How Peak TV and DVRs Raise the Stakes for Period Props
Ross MacDonald, Hollywood's go-to for "graphic props," explains why technology and prestige content have changed his craft and reveals a little-known anachronism in 'Raiders of the Lost Ark.'
“People have gone from not really caring if a prop is period accurate to wanting it to be dead-on,” says Ross MacDonald. And that means even more painstaking work for the prop designer, illustrator and typographer whose encyclopedic knowledge of typesetting and keen attention to detail have made him Hollywood’s go-to for “graphic props” — from posters and passports to magazines and maps.
MacDonald, 60, who’ll speak Thursday in conjunction with a show of his work at New York’s Type Directors Club, has crafted mop patents for 2015’s Joy, morgue toe tags for Cinemax’s The Knick, the Red Apple tobacco tin for Quentin Tarantino’s 2015 The Hateful Eight and passports and business cards for HBO’s Boardwalk Empire (he pored over Prohibition-era patents to get the size of staples right on documents for the drama).
It's not all about nostalgia, MacDonald notes. “For Mr.
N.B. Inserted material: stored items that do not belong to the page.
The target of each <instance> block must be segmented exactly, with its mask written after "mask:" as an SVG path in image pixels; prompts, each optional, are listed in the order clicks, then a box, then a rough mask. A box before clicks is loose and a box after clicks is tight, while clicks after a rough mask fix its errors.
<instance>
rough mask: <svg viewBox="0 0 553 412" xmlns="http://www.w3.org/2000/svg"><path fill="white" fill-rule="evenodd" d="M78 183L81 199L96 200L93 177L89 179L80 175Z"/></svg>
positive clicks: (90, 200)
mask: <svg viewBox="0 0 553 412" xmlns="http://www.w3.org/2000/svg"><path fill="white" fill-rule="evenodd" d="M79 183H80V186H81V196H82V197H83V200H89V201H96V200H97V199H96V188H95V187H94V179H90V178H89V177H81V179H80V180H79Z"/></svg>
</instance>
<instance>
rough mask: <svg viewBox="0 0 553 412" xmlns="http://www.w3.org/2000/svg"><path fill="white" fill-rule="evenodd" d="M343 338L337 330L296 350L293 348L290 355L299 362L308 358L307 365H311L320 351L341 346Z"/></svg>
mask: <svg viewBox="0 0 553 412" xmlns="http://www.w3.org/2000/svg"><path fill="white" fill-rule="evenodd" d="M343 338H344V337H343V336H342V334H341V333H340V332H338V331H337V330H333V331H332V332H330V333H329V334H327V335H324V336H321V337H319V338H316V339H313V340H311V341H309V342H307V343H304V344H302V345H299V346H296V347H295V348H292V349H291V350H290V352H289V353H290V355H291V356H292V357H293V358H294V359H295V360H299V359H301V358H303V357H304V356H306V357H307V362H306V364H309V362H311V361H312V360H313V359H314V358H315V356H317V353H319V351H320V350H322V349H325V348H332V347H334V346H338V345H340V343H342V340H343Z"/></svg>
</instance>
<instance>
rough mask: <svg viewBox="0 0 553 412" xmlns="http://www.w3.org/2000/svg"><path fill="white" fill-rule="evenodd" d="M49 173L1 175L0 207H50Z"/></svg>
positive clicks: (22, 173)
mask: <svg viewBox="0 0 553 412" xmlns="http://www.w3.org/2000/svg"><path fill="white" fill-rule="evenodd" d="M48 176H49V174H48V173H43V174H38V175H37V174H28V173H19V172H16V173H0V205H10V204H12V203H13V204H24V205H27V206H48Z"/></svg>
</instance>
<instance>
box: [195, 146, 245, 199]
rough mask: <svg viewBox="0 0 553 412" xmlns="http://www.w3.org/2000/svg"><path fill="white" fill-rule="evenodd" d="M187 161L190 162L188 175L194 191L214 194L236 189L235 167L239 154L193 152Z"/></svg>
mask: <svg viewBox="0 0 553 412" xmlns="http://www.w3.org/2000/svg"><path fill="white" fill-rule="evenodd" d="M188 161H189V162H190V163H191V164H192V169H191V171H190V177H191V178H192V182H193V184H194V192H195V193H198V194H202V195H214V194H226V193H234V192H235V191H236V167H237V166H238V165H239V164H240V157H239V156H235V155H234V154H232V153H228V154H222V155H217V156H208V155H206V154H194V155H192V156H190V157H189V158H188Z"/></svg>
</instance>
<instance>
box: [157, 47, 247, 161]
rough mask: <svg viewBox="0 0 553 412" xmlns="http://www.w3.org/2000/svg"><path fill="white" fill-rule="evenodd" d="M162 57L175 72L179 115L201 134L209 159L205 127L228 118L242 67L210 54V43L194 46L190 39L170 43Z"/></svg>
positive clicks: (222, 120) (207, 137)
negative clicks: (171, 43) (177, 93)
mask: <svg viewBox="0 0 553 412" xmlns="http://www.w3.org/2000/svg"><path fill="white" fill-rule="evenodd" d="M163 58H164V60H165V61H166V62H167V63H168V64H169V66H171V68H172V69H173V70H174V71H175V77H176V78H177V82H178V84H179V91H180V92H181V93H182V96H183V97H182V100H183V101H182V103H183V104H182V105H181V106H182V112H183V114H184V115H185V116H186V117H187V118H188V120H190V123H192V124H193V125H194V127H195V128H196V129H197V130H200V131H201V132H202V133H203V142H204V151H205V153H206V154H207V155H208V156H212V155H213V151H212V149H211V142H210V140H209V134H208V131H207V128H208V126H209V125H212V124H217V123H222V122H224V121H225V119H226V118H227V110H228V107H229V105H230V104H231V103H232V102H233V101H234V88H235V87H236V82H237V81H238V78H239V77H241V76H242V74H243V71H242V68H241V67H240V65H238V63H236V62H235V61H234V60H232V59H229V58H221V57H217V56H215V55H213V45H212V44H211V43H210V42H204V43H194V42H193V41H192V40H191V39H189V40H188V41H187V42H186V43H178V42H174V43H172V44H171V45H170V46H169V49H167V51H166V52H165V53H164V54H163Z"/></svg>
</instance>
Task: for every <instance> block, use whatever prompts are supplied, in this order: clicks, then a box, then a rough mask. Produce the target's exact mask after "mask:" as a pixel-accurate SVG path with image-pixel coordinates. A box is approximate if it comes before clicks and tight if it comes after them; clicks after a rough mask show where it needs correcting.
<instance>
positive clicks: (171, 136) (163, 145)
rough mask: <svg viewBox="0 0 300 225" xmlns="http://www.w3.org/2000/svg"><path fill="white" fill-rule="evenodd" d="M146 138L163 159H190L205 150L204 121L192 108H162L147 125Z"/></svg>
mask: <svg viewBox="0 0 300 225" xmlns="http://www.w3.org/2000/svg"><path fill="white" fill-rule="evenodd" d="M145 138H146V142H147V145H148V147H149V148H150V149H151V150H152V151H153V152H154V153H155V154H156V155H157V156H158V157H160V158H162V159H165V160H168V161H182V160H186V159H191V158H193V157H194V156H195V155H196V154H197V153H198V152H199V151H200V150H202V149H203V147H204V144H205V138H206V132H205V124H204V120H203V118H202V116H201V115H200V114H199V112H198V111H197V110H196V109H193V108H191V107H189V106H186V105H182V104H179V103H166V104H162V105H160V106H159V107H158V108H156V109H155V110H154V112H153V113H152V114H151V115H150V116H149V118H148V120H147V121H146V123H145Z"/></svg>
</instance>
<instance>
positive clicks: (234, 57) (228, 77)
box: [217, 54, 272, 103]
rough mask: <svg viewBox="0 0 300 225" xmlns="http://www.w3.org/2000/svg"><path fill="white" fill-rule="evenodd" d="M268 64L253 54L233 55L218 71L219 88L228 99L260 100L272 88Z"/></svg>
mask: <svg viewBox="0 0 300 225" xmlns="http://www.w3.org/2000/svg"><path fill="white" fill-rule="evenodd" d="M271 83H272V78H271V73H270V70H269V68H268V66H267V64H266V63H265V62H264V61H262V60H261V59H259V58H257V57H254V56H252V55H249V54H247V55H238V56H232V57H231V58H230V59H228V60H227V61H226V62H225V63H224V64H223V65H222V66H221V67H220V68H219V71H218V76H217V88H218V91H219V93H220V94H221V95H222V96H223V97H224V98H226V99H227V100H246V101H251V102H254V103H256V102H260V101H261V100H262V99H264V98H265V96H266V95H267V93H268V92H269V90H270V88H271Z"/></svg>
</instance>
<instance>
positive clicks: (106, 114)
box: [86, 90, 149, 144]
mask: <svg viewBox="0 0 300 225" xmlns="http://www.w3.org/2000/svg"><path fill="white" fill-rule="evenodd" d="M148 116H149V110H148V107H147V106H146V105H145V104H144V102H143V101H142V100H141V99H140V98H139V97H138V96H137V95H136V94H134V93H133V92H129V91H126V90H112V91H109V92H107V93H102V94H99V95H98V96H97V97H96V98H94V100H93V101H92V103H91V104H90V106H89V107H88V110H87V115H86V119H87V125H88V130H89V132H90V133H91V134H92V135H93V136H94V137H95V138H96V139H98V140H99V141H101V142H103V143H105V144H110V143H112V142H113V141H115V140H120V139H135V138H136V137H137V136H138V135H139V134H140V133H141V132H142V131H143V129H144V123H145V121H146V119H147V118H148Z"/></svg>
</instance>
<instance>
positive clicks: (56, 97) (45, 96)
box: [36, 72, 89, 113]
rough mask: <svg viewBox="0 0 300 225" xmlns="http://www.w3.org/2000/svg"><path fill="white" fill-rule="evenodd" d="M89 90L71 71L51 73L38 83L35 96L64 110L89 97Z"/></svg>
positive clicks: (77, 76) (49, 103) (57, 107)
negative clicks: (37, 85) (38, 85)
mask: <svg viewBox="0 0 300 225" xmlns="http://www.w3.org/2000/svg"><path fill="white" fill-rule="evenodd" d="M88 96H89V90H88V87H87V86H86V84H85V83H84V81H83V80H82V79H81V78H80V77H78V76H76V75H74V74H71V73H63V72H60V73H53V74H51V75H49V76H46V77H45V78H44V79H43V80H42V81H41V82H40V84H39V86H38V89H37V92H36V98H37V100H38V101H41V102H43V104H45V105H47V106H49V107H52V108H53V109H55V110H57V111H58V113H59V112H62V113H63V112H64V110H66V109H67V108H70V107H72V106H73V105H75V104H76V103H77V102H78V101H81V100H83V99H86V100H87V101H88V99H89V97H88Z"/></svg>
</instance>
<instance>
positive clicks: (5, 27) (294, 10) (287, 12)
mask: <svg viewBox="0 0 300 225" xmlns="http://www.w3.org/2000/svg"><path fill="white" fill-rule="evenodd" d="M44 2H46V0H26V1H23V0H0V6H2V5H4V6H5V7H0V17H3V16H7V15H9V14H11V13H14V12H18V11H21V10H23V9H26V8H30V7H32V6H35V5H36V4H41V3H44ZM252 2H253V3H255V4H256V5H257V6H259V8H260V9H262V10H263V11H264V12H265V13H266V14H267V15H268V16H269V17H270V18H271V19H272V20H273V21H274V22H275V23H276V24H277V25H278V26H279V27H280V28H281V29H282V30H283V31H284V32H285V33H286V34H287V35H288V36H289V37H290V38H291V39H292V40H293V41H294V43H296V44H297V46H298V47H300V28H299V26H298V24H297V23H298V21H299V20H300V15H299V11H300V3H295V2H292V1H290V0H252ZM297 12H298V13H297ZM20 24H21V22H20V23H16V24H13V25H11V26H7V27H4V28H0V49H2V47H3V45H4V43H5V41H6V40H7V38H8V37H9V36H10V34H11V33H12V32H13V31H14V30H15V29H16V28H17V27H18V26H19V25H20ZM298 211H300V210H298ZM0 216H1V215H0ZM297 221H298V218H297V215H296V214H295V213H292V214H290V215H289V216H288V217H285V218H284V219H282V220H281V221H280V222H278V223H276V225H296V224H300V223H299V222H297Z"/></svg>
Brooks [a 2007 psychological thriller starring Kevin Costner], the director wanted me to research the handwriting of serial killers and produce a style of handwritten notes that are consistent with the handwriting analysis of serial killers based on Ted Bundy, John Wayne Gacy and Charles Manson. It was sort of creepy as hell but fascinating in a creepy way, too,” he says, recalling another unsettling assignment: “For the final season of Boardwalk Empire, I was asked to produce Victorian-era erotic pictures of little girls. I eventually found a whole bunch of Victorian photos of women on the public domain in the 1880’s and de-aged them. They weren’t exposed and my conscience was clear.”
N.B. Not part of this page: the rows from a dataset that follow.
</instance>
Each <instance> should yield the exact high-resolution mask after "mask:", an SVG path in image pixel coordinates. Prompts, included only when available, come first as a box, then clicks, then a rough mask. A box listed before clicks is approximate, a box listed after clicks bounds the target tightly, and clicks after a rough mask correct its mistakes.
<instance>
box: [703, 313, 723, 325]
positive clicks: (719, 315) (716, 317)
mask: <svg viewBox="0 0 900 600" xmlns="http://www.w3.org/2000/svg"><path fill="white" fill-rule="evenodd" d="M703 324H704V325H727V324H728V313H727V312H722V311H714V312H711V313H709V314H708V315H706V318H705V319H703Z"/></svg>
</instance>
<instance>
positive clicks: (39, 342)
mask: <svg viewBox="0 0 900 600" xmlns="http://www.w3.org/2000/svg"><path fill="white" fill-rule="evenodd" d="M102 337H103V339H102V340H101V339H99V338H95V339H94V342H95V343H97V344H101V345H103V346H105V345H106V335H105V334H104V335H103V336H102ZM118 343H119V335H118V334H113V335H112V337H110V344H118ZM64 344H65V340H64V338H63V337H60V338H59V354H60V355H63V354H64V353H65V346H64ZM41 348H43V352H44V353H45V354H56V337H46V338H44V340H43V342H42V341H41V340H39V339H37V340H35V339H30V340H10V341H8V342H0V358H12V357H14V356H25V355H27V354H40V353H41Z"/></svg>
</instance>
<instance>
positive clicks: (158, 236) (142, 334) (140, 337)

Upcoming projects include HBO’s Torture Report, which involved re-creating 7,000 pages of redacted CIA documents, and 2019’s Greyhound, starring Tom Hanks as a WWII destroyer captain. Hanks, who also wrote the screenplay and is a producer on the film, “wanted to know everything from the type of clipboards they would carry” to the furniture design of the ship’s command center.
Starting his career as a printer back in the late '70s in Toronto, MacDonald got a lucky break when director John Hughes hired him to design a children’s book for 1994’s Baby’s Day Out. Some 40 TV shows and films later, the Connecticut-based craftsman says peak TV and viewing technology have increased the demand and the stakes. “I love watching period shows and seeing it done right as everyone has upped their game. DVR is driving this as people who have super high-res TVs are pausing frame by frame,” he says. “I get fans sending me screen grabs and asking, ‘How did you do this?’ You can’t get away with fudging it anymore.” Fudging it how exactly? “Really bad gaffes,” says MacDonald, include “the classic scene where an airplane is flying over the map in Raiders of the Lost Ark and the cities are labeled in modern font,” he says. “No one knows that but a few graphic designers!”